Spesies Candida albicans memiliki 2 jenis morfologi, yaitu bentuk seperti

khamir dan bentuk hifa.Selain itu, fenotipe atau penampakan mikroorganisme

ini juga dapat berubah dari warna putih dan rata menjadi kerut tidak beraturan,

berbentuk bintang, lingkaran, bentuk seperti topi dan tidak tembus

cahaya.Jamur ini memiliki kemampuan untuk menempel pada sel inang dan

melakukan kolonisasi.

Bentuk hifa Candida albicans dihubungkan dengan perlekatannya pada sel

epitel rongga mulut. Germ tube Candida albicans akan meningkatkan

perlekatan ke sel mukosa, hal ini merupakan mekanisme virulensi


spesies Candida. Beberapa faktor yang mengatur perubahan bentuk

blastospora Candida albicans ke bentuk hifa diantaranya temperatur 37-40◦ C,

pH media pertumbuhan 6,5-7, dan media pertumbuhan (Ramli, 2011).

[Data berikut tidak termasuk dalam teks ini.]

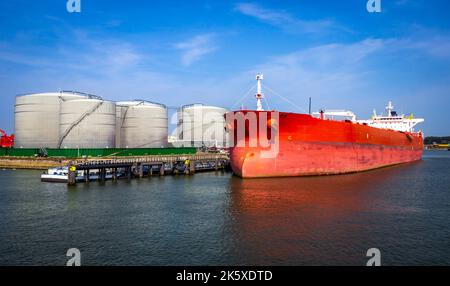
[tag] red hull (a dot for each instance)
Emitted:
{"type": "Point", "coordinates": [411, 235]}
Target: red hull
{"type": "Point", "coordinates": [311, 146]}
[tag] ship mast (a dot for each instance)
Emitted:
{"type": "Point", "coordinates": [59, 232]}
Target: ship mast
{"type": "Point", "coordinates": [259, 95]}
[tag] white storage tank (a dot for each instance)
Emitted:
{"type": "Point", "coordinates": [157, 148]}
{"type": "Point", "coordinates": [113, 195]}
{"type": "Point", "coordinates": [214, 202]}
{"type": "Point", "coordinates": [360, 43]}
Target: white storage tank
{"type": "Point", "coordinates": [87, 123]}
{"type": "Point", "coordinates": [201, 125]}
{"type": "Point", "coordinates": [37, 118]}
{"type": "Point", "coordinates": [141, 124]}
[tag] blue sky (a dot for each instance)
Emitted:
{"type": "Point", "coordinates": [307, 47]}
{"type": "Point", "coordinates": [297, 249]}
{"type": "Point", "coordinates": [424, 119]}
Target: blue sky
{"type": "Point", "coordinates": [181, 52]}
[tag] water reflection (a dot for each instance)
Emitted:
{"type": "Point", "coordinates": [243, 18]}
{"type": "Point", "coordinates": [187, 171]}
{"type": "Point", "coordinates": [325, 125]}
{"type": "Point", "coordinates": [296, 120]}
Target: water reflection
{"type": "Point", "coordinates": [309, 220]}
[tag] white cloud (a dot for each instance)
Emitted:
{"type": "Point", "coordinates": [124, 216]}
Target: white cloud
{"type": "Point", "coordinates": [195, 48]}
{"type": "Point", "coordinates": [283, 19]}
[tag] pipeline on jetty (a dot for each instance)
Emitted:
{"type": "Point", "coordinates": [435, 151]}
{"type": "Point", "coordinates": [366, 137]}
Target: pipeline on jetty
{"type": "Point", "coordinates": [146, 166]}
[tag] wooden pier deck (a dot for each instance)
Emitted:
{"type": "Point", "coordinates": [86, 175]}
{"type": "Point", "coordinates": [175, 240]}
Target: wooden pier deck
{"type": "Point", "coordinates": [147, 166]}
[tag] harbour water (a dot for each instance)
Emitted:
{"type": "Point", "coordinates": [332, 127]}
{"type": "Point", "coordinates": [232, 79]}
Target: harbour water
{"type": "Point", "coordinates": [218, 219]}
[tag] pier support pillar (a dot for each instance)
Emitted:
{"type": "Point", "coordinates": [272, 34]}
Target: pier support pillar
{"type": "Point", "coordinates": [72, 176]}
{"type": "Point", "coordinates": [191, 167]}
{"type": "Point", "coordinates": [216, 165]}
{"type": "Point", "coordinates": [141, 170]}
{"type": "Point", "coordinates": [102, 173]}
{"type": "Point", "coordinates": [129, 172]}
{"type": "Point", "coordinates": [114, 174]}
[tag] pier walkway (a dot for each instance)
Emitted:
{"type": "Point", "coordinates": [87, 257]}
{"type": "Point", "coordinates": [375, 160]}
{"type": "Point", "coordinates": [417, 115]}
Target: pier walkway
{"type": "Point", "coordinates": [143, 166]}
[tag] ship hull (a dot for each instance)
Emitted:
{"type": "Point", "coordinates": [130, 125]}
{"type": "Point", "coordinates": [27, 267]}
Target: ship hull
{"type": "Point", "coordinates": [309, 146]}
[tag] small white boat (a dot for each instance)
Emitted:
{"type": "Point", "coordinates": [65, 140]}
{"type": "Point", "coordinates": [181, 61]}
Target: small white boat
{"type": "Point", "coordinates": [59, 175]}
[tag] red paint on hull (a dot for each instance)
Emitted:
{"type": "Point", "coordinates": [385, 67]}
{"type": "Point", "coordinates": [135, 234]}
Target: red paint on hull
{"type": "Point", "coordinates": [311, 146]}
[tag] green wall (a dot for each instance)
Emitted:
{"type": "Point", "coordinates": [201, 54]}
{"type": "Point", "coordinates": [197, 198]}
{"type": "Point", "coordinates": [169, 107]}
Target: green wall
{"type": "Point", "coordinates": [74, 153]}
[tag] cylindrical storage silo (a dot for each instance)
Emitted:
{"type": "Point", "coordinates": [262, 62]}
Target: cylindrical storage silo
{"type": "Point", "coordinates": [202, 125]}
{"type": "Point", "coordinates": [87, 123]}
{"type": "Point", "coordinates": [37, 118]}
{"type": "Point", "coordinates": [141, 124]}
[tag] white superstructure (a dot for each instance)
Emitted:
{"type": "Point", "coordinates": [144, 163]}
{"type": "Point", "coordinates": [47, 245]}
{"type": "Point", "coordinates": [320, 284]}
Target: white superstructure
{"type": "Point", "coordinates": [392, 120]}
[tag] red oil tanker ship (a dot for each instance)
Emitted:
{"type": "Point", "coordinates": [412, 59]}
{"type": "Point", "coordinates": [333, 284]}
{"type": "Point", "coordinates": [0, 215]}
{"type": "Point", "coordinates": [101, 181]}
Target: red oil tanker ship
{"type": "Point", "coordinates": [319, 144]}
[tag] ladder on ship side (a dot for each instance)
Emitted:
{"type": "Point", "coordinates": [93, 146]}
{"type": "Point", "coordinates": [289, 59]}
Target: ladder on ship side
{"type": "Point", "coordinates": [78, 121]}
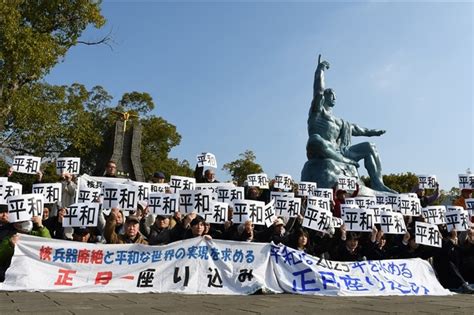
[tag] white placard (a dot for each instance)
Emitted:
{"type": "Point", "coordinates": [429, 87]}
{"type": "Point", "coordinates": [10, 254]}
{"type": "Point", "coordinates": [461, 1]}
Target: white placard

Jawetz, Melnick, & Adelberg / Geo F. Brooks.(2012). “Mikrobiologi

Kedokteran” EGC. Jakarta.

Ramali L.M dan Werdani S. (2011).“Kandidiasis Kutan dan

Mukokutan”. Dalam:Dermatomikosis Superficialis. Perhimpunan Dokter Spesialis

Kulit dan Kelamin Indonesia. Jakarta: Balai Penerbit Fakultas Kedokteran

Universitas Indonesia. pp: 55-65

Budiman, C, (2008). “Metodologi Penelitian Kesehatan”. Penerbit Buku Kedokteran

EGC. Jakarta.

Kuswadji. (2010). ”Kandidiosis di dalam Ilmu Penyakit Kulit dan Kelamin”. Jakarta:

Fakultas Kedokteran UI. pp: 103-106.